Now, what happens when you switch to *differences*, so you're predicting "revenue over opposition" based on "tickets over opposition"?
Well, that depends. The original source of the "double whammy" was that teams with high tickets sold were more likely to have higher ticket prices. Is that still true for teams with high *differences* of tickets sold?
Maybe, or maybe not. Suppose you have two teams, team A from 2002 that averaged 40,000 tickets, and team B from 1964 that averaged 10,000 tickets. That's a ratio of 4:1, four times as many tickets sold when per-point OBP/SLG values were high.
After you take the difference, does the 4:1 ratio change? If it stays at 4:1, nothing happens. If it moves higher -- maybe team A outdrew its opposition by 10,000, but B outdrew its opposition by only 1,000, for a ratio of 10:1 -- the relationship becomes even more non-linear. If it moves lower -- team A outdraws by 2,000, team B outdraws by 1,000, for a 2:1 ratio -- the relationship becomes *less* non-linear.
(Actually, I'm not sure if I should be dividing (to get the ratio, which I did) or subtracting (to get the raw difference) or something else. But this is just an intuitive explanation anyway.)

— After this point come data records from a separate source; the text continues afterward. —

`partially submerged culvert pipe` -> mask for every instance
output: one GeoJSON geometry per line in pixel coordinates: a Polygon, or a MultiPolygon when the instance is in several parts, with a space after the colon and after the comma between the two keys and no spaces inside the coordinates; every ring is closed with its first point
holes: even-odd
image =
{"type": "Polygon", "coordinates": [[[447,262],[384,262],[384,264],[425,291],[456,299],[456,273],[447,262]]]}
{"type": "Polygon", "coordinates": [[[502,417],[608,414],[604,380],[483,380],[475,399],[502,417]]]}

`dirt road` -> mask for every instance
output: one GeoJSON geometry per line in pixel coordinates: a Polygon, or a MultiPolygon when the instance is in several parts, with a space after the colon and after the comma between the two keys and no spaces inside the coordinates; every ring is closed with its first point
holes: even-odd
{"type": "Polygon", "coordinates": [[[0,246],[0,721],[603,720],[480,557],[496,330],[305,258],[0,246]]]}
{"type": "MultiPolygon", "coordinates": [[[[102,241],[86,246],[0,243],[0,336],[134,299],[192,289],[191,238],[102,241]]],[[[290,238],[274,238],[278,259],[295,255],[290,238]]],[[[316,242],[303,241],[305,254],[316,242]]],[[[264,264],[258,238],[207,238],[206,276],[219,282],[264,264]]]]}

Since there is no reason to expect that the differences will have the exact same ratio as the original attendance figures, we are almost *assured* that the nature of the relationship will change. And, since, as a general rule, the coefficient increases with non-linearity, we expect the coefficients to change.
So it was a mistake, on my part, to originally assume that the "difference" regression should have the same ratio as the "single-team" regression.
-----
BTW, that was the "non-baseball" explanation that I promised you. If tickets is still too basebally, just substitute any non-baseball relationship where a high X is correlated with a high value per X. What works well is a time series featuring some commodity that sells more now, when per-unit prices are obviously higher because of inflation.

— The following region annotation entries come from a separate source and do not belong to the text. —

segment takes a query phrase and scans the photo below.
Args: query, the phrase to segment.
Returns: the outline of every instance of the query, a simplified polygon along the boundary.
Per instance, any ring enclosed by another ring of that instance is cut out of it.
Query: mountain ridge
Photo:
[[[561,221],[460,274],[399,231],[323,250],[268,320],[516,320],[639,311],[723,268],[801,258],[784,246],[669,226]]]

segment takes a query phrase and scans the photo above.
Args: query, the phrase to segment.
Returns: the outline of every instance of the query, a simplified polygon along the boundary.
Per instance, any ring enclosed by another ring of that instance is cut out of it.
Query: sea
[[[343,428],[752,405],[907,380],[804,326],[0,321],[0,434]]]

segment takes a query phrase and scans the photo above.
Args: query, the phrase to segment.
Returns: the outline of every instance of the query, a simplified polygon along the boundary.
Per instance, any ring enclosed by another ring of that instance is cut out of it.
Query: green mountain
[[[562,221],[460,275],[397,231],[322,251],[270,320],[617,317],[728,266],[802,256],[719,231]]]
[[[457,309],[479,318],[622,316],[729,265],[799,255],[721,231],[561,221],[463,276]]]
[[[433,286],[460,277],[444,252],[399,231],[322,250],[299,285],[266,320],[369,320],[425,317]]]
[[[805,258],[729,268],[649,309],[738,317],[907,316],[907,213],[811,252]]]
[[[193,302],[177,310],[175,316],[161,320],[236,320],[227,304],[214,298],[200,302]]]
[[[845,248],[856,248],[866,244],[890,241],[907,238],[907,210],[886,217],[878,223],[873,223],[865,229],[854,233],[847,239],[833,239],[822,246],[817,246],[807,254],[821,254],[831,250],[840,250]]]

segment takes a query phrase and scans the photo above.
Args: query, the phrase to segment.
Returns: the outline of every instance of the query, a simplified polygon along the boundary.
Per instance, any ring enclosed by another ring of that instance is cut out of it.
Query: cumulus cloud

Like, say, Starbucks coffee, or bicycle helmets. If you want a "decreasing returns" example, I bet cigarettes is a perfect one -- lower cigarettes sold is strongly associated with higher prices per cigarette.
------
Now, to the actual baseball data.
For the MLB teams and their oppositions in the dataset, we need to know: when we look at *differences* in OBP and SLG instead of the actual values, do high differences still correlate with times when individual points are more valuable? That is: do the ratios get wider, or narrower? It's hard to know, exactly, but we can get a rough idea, by looking at the spread of the data before and after.
Let's start with OBP.
For the seasons in the study, the range of team OBP was .273 to .372, which is 99 points. For opposition OBP, the range was 103 points. In terms of standard deviations, it was .015 for the offenses, and .016 for the opposition offenses.
But, for the differences, the spread was wider. The range was 123 points, and the SD was .019.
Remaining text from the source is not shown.